I have a couple of simple questions about support for multi-threading in CUDA, which I’m looking at using as a compute farm for financial analytics:

  • Does CUDA support multiple cards? (the docs imply it does, but i havent seen any examples or articles about this)
  • If this is the case, does CUDA show SLI cards as single or multiple devices?
  • Are the CUDA libraries and drivers thread-safe i.e. could I run multiple CUDA algorithms from separate threads to the same card? (docs suggest that running separate threads for separate GPU devices is necessary, but there’s no mention of what happens if you point multiple threads to the same device)

And, as an aside, does anyone know of any hardware vendor that sells a workstation that would support dual Quad-core Intel + dual 8800 cards?


As the manual says, CUDA support multiple cards. SLI makes no sense out of the graphics rendering scope, so it doesn’t matter whether the cards are SLI connected or not, CUDA provide access to them as separated computing devices. You can activate one or another through API calls (cudaSetDevice()). It is all explained in the manual, read the appendix D carefully ;)

Ahah… there is no Appendix D in my copy (0.8)… I’ll download the latest.



Also, there is a multiGPU sample in the CUDA SDK.
You may also have to disable the SLI mode in the driver to use two or more cards for CUDA computing.
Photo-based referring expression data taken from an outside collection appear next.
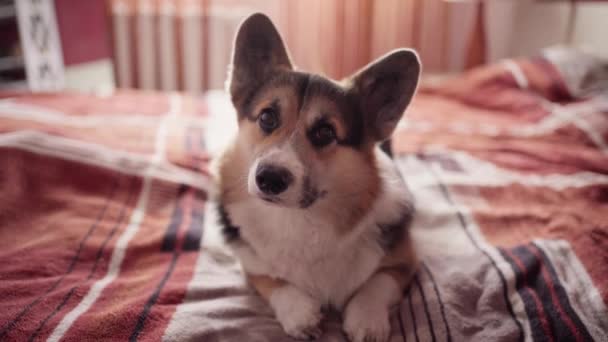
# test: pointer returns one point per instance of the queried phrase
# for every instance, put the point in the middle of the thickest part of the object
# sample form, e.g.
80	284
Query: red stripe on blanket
516	214
146	269
51	254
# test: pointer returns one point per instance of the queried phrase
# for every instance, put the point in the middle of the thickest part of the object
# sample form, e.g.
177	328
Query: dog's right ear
258	51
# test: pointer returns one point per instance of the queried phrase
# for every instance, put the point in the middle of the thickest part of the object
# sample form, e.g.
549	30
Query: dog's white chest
304	252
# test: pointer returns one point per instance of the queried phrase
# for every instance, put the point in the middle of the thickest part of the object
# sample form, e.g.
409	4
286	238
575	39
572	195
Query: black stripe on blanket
546	302
440	301
70	293
465	227
13	323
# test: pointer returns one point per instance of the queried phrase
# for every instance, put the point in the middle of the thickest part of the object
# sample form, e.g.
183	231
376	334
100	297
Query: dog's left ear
384	88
hi, what about the last question, “could I run multiple CUDA algorithms from separate threads to the same card”?

I am searching around for this problem, because my programming running multiple CUDA algorithms from separate threads crashed. Thanks.

Nobody has answered this question yet:

Yes, you can access the same card with multiple threads, but why would you want to? Two CUDA programs competing for resources on the card will inevitably run slower than running the two programs sequentially. The use of a job queuing system is needed here.
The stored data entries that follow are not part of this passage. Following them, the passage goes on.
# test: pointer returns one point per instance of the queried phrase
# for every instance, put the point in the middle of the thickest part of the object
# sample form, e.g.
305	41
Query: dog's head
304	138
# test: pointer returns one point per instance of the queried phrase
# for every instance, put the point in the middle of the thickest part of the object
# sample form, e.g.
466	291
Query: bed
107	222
Separate cards must be accessed by separate threads (or processes) with the appropriate use of cudaSetDevice as mentioned by others already.

The fact that there’s only one kernel execute at a time inside CUDA make it non sense to run multithread on the same CUDA context.

I agree with Linh Ha. How two kernels with two different grid size and block size parameters can be ran simutaneously ?

Aren’t the kernels queued CPU threads are trying to acess the card ?

They don’t run simultaneously. The closest you can get (if the card supports it) is to write your host code so that it copies data and executes the kernel using the async calls, which allows one kernel to execute while data is being copied to the card for the next one in the queue.

I don’t personally happen to have any application I want to run that way - but the above statement is like saying that ‘because a single core GPU can only execute one instruction at a time, it is nonsense to run multiple threads on it’.